Here is a quick setup for
Afterburner undervolting. This guide is not meant to answer the question Why, but rather How. If you are interested in undervolting then you may have a number of different goals in mind. Reduce heat, reduce power, or just love tweaking your GPUs... This process also works on older generation cards, but the focus here is Ampere.
Basic Steps Reset everything in Afterburner. For best repeatable results, make sure the GPU temp is around 34C when setting the undervolt.
1) Type -250 in the core clock box and hit ENTER
2) Click the check mark
3) Click the Curve Editor and drag the curve popup so you can still see the main Afterburner screen at the same time.
4) Drag a point up by clicking on the dot and dragging with your mouse. I chose 0.950V and dragged it to 1890MHz. This is a good starting point for most Ampere cards. Just to get started.
5) Click the check mark on main Afterburner window. The curve shifts up and flattens out after your selected point.
Close the Curve Editor popup (X it out). You should now see this with "Curve" where there used to be a Core Clock offset of -250. Ready to bench.

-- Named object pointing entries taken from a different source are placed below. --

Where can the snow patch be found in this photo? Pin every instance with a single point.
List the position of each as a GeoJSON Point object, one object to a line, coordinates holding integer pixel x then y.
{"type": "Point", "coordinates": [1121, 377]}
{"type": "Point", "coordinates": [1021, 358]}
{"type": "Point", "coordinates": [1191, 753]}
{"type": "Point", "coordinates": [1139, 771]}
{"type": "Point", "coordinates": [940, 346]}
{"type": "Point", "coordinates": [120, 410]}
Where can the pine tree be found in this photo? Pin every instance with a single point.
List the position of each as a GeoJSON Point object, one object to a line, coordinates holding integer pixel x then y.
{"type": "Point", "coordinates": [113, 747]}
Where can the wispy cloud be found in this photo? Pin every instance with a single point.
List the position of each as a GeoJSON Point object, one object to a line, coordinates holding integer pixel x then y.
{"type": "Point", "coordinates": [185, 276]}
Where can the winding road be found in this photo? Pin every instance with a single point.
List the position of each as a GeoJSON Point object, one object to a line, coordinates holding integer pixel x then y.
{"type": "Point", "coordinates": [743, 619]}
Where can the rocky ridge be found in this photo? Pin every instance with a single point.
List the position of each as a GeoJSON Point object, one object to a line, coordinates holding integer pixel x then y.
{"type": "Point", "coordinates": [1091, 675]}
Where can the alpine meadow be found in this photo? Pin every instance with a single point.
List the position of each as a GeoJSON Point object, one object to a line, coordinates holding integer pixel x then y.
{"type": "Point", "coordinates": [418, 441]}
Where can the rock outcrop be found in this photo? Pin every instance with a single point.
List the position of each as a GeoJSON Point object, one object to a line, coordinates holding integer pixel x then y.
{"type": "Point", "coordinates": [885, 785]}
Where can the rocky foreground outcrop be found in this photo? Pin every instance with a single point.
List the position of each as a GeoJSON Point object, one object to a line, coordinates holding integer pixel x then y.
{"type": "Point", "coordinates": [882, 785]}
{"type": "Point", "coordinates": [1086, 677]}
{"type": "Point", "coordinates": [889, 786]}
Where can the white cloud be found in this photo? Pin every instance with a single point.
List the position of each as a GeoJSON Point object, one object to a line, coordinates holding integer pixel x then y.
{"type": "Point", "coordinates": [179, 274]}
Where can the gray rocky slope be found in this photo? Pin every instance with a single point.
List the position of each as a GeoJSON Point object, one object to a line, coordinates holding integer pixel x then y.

Additional comments - Why choose a Core Offset = -250? Because this number works for most scenarios. This setting shifts the entire curve down all at once. If the curve isn't shifted down far enough, then the curve will not be completely flat after step 5. Try some different values and see for yourself. Note: A flat curve is critical to making this process work, keeping the card voltage fixed at your chosen value because there will be no higher options available along the curve past that point.
- From here you test for stability using stress tests. My own experience is that 3DMark Firestrike Extreme stress test will give solid results. Once you reach stability, then use your favorite benchmarks to compare the stock results to your undervolted results. This is how you will know that a given undervolt/clock gives you performance results on par with stock...
- General methodology. 1) You can keep reducing voltage while maintaining the 1890MHz core in an effort to find the lowest voltage setting possible. 2) You can increase clock at the same 0.950V in order to find the highest clock at that voltage. Note: Changing both at the same time makes the results hard to track, I recommend changing only one setting at a time.
Here are some things to note in each case.
1) Lowest voltage search. Lower voltage in steps of 0.006V or 0.012V at a time (up to you, use 0.012 as a coarse step and then tweak with 0.006 as you encounter crashes). You will eventually reach the lowest voltage for your clock setting. When you reach instability, try to reduce clock and try that same voltage again. If it still doesn't run stable, reduce clock another step. At some point you may never be stable and this would be considered the lowest possible voltage. Note: You should decide how low you are willing to go with clock setting based on your goals. IMO there is no reason to make the card perform worse than stock, so work first to find the fixed clock that gets you par stock performance, then aim for lowest voltage at that clock.
2) Highest clock while keeping volts as low as possible. Keep increasing clocks step by step* for a given voltage until you go unstable. Then increase volts at that clock until you are stable again. Then go up in clock until you are unstable at that voltage. Continue in this stair step fashion. You will eventually reach a ceiling where you cannot achieve stability. This point will coincide (generally) with the fact that additional voltage will only result in throttling and more heat, or continued crashing. *Note: Actual clocks will snap to the nearest permissible step for your card. Example, drag to 1896MHz and it will snap to 1890MHz once you hit the apply button (check mark). Most cards step 15MHz, although I have seen some allow 7-8MHz.
- You will get better temps with manual fans cranked up, but try to test on Auto at first... then push it with more airflow once you have the baseline data. If your clock setting ends up lower while benching (downclocking), then the card is throttling for heat or power... this is where more fan can sometimes help.
- Keep track of your settings and results in a text file or spreadsheet. Write down at least the clock and voltage settings, avg peak temps, power consumption, fan settings, and clock throttling observations.
GPU-z is helpful here... enable data logging.